Wednesday, April 22, 2015

Harold Lloyd (1893-1971)

Birth name: Harold Clayton Lloyd
Birthdate: Thursday, April 20th, 1893
Location: Nebraska, USA

Died: Monday, March 8th, 1971
Location: Beverly Hills, California, USA
Cause of death: Prostate cancer

Best known for: His all-action, stunt-driven silent comedy films of the 1920s through to 1940s, most famously 1923's Safety Last! in which he is left suspended from a clock face high above the city.

Harold's heyday was during the 1920s when he produced a great many silent comedy shorts and films with Hal Roach, notably as the "Glass" character (he donned horn-rimmed spectacles as Roach believed Harold was too good-looking for comedy). But during the 1930s his popularity began to decline as the Great Depression promoted cynicism, which failed to match Harold's innate optimism and go-getting persona.

Harold as Harold Diddlebock in
1947, aged 54
It was in August 1919, while having publicity photos taken for Roach Studios, that Harold had the thumb and index finger of his right hand blown off after mistaking a real explosive for a prop.

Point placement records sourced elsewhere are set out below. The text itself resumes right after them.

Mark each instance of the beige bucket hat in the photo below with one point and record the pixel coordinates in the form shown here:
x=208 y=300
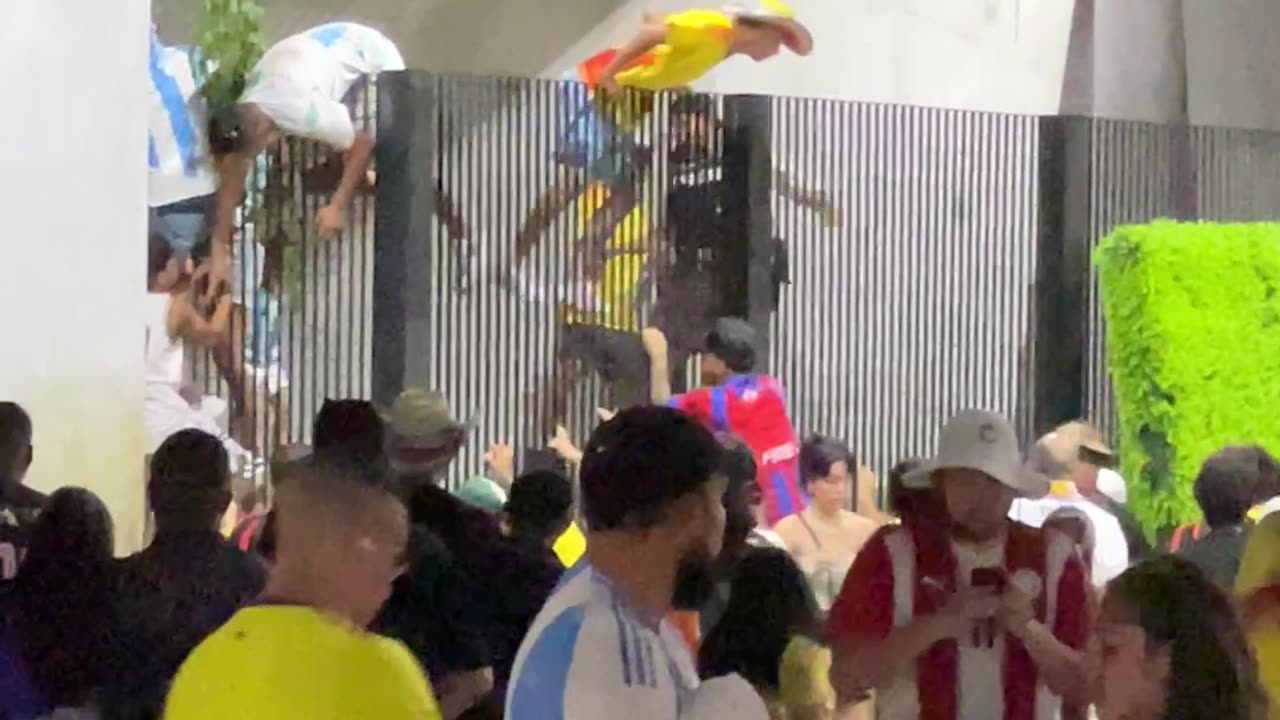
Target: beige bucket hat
x=983 y=441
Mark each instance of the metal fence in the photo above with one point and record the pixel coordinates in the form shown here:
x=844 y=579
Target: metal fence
x=301 y=327
x=909 y=245
x=1225 y=174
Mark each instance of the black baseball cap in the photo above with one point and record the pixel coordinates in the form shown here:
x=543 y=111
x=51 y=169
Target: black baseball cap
x=348 y=425
x=732 y=340
x=639 y=463
x=539 y=499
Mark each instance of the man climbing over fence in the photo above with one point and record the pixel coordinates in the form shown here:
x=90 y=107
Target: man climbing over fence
x=297 y=89
x=608 y=95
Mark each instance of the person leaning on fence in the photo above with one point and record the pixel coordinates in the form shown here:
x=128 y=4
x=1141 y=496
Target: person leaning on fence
x=297 y=89
x=668 y=53
x=302 y=651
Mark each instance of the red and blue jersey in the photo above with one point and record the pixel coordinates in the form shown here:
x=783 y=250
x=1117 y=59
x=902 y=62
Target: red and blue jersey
x=754 y=408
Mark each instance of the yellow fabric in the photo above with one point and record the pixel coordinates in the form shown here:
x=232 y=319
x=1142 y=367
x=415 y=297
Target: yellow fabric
x=1266 y=650
x=617 y=287
x=289 y=662
x=803 y=678
x=570 y=546
x=1260 y=563
x=696 y=41
x=1061 y=488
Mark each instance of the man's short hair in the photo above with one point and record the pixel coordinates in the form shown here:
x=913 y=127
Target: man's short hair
x=641 y=461
x=539 y=502
x=159 y=254
x=190 y=478
x=732 y=340
x=333 y=488
x=1232 y=481
x=350 y=425
x=227 y=130
x=14 y=429
x=817 y=456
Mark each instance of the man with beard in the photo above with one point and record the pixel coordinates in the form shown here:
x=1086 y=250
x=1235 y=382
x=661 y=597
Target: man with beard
x=978 y=618
x=600 y=647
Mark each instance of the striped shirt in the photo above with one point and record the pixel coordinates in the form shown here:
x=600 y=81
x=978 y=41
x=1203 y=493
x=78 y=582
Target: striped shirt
x=177 y=146
x=590 y=655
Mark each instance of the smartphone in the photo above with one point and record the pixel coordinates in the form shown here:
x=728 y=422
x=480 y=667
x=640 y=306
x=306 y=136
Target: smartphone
x=988 y=578
x=542 y=459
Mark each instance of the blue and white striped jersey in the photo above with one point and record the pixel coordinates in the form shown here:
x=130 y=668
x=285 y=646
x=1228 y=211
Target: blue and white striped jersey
x=178 y=146
x=590 y=656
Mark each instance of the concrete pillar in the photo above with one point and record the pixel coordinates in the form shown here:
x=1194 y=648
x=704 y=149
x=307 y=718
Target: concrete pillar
x=72 y=264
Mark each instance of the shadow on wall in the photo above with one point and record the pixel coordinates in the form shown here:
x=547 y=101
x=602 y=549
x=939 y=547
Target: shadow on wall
x=519 y=37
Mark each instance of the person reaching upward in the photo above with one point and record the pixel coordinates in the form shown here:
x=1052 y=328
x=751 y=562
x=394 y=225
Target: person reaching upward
x=297 y=89
x=668 y=51
x=741 y=401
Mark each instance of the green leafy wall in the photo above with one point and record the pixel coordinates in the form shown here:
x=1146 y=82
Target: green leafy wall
x=1193 y=350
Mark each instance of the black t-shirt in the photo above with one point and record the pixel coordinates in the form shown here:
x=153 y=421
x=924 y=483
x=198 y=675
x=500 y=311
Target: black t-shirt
x=19 y=506
x=520 y=588
x=435 y=607
x=165 y=601
x=694 y=209
x=1217 y=554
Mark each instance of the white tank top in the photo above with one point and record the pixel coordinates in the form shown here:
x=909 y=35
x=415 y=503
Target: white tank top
x=164 y=354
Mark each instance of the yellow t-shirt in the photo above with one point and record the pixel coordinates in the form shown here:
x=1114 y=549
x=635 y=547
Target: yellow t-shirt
x=696 y=41
x=618 y=286
x=570 y=546
x=289 y=662
x=1266 y=647
x=803 y=678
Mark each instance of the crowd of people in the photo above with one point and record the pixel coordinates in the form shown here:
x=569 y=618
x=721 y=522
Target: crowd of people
x=705 y=564
x=718 y=570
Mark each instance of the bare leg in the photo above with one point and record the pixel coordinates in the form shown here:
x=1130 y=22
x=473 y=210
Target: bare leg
x=457 y=231
x=229 y=359
x=549 y=206
x=551 y=397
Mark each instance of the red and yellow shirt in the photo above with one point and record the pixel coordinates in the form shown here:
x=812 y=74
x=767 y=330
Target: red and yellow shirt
x=696 y=41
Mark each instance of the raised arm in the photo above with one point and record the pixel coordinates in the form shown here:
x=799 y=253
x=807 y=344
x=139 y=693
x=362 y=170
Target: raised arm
x=197 y=329
x=659 y=377
x=232 y=171
x=333 y=217
x=652 y=33
x=814 y=200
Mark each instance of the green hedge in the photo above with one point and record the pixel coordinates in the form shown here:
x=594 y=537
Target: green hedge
x=1193 y=350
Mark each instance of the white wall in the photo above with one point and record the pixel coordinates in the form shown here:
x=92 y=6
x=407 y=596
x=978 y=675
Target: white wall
x=1004 y=55
x=72 y=264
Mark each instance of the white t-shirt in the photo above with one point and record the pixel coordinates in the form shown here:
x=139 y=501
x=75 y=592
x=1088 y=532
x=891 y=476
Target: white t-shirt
x=178 y=155
x=1111 y=548
x=302 y=80
x=590 y=656
x=981 y=656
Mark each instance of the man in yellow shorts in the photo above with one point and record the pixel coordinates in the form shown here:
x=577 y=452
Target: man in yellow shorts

He attempted to hide this disfigurement in subsequent films using a special prosthetic glove, but it was all too obvious in many shots. This disfigurement can be seen in some of his television appearances when he was in professional retirement (see the final moments of the clip below from What's My Line?, or this photograph of Harold bowling).

Harold decided to largely retire from the film-making profession in the late 1940s. His final regular film appearance had been as Professor Lambert in 1938's Professor Beware, after which he took a nine-year screen hiatus until his final role as the title character in The Sins of Harold Diddlebock, a sequel to his 1925 film The Freshman. It was directed by Preston Sturges but upon its initial release it was a massive flop, so producer Howard Hughes pulled it from distribution and took another three years reshooting certain scenes, and editing it, to improve it. It was re-released in October 1950, a whole 13 minutes shorter than its original version, and renamed Mad Wednesday. However, it did little better at the box office, despite some critics citing it as a comedy masterpiece. This second version was a bitter pill for Harold as Hawks decided to move his name from above the title to below it on the posters, prompting Harold to file a $750,000 lawsuit against RKO in 1953 for breach of contract (he accepted a $30,000 settlement). However, the film did give Harold a Golden Globe nomination in 1950 for Best Motion Picture Actor for Musical/ Comedy (he lost to Fred Astaire for Three Little Words).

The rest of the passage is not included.